As for the studies quoted, they are quite useless. If it is felt unethical to omit a statin from the equation then they should be comparing ezetimibe plus statin, against a statin alone, not placebo. One has to wonder if these studies was sponsored by pharmaceutical companies.
To NM: I also have wondered why Dr. Dayspring, who does appear to “get it”, is so gung-ho about statins and reducing cholesterol. Now I know why. As you say, he is a”‘gun for hire.” I will henceforth discount anything he says. Also, if people understood exactly how statins work and what they really do, they would run for the hills. That such a toxin is legal and approved for use is mind boggling to me. I highly recommend “How Statins Really Lower Cholesterol and Kill You One Cell at a Time”, by the Yosephs. I really appreciate and agree with Dr. Briffa’s stance on these drugs, that it is the effect on health, not cholesterol levels that counts. Of course, most people, doctors, etc. are only looking at the soft, surrogate endpoints.

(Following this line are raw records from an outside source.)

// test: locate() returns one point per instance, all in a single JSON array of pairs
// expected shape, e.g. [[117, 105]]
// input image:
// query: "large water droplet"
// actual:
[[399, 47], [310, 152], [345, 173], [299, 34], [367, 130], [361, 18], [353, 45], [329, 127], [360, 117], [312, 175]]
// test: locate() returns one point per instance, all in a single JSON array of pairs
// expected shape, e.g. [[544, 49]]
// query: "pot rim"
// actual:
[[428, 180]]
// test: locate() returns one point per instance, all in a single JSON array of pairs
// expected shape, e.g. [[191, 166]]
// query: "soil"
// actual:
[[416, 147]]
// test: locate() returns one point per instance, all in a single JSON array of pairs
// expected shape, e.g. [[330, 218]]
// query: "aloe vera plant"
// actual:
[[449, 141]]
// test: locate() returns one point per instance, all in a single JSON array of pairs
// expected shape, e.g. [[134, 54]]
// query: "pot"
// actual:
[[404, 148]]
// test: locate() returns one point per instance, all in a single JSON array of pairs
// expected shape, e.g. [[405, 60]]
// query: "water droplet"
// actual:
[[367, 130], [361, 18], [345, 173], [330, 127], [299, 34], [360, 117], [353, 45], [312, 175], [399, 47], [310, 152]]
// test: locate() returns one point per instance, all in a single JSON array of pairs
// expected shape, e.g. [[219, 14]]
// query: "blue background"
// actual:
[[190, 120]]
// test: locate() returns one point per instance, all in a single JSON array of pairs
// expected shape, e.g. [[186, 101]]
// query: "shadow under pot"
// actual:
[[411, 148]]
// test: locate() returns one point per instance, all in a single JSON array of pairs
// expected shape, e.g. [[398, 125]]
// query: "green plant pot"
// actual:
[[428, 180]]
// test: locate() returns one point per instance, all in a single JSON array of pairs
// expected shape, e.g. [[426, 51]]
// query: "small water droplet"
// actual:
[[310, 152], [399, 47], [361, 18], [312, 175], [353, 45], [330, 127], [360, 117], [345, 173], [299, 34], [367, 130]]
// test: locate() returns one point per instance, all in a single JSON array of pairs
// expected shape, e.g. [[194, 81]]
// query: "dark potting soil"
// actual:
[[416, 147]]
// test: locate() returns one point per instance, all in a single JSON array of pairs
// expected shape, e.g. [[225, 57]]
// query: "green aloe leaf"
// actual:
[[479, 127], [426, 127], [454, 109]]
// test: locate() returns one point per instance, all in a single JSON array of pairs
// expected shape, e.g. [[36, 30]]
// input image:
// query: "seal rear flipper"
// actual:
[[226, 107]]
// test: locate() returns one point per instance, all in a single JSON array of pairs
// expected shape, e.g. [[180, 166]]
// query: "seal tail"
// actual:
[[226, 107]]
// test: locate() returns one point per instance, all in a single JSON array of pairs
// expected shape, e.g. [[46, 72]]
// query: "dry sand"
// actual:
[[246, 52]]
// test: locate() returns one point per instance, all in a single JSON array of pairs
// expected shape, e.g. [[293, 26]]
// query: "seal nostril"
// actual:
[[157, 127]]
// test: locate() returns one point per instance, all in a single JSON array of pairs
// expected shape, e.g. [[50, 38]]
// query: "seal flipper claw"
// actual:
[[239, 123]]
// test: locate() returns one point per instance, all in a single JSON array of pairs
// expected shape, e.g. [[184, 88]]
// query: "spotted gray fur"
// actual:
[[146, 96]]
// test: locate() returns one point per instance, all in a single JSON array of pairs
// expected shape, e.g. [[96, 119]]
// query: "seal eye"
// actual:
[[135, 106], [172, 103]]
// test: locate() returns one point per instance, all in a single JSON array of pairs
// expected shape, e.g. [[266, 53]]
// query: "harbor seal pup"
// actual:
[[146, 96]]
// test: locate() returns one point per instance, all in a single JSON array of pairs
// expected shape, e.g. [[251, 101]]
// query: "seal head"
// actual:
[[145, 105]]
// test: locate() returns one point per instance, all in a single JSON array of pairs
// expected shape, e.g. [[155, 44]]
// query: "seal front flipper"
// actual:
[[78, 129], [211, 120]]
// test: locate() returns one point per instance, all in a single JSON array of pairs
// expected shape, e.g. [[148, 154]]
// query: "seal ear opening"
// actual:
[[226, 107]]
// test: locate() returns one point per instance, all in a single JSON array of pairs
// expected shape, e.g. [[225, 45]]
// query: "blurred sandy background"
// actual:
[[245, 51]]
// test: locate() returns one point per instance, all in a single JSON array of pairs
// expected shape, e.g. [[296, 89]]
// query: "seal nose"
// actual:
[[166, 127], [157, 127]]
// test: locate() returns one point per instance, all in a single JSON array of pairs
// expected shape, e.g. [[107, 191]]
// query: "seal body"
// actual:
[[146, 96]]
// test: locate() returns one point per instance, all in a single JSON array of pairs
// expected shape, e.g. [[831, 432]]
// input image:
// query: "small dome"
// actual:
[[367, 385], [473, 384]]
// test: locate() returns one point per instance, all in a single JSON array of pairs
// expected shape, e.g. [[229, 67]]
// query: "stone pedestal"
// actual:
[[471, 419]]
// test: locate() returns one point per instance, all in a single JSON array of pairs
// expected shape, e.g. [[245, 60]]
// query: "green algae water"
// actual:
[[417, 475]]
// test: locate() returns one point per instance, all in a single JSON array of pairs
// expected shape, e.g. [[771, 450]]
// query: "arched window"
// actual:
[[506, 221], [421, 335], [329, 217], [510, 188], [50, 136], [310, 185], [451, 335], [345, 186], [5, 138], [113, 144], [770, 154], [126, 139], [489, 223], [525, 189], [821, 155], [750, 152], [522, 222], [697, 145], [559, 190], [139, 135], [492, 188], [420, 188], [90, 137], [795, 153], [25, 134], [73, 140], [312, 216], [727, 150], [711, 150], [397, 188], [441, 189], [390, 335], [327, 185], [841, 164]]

I agree with your comments pointing out that eztimibe made no difference. But does it follow then that the statin on its own was effective in that it ‘significantly reduced [major cardiovascular events] by 41% in the simvastatin plus ezetimibe group (Figure 3).’ In the interests of not confusing those of us who agree with you on statins, you ought to make some comment on this claim.
“But unfortunately, given the long-established benefit of statin therapy, a cholesterol trial without statin therapy would not be possible today, particularly in subjects with [coronary heart disease].”
To what extent is “long-established benefit” better than “received wisdom” ? We all “know” the benefits because they keep telling us. Now we see that such benefits are so great that trials without the benefits of statins are likely to be considered “unethical.”
Dr Briffa, you are a rebel! Be careful that they will visit you late at night!
Doctors should treat lifestyles, not just individual ailments.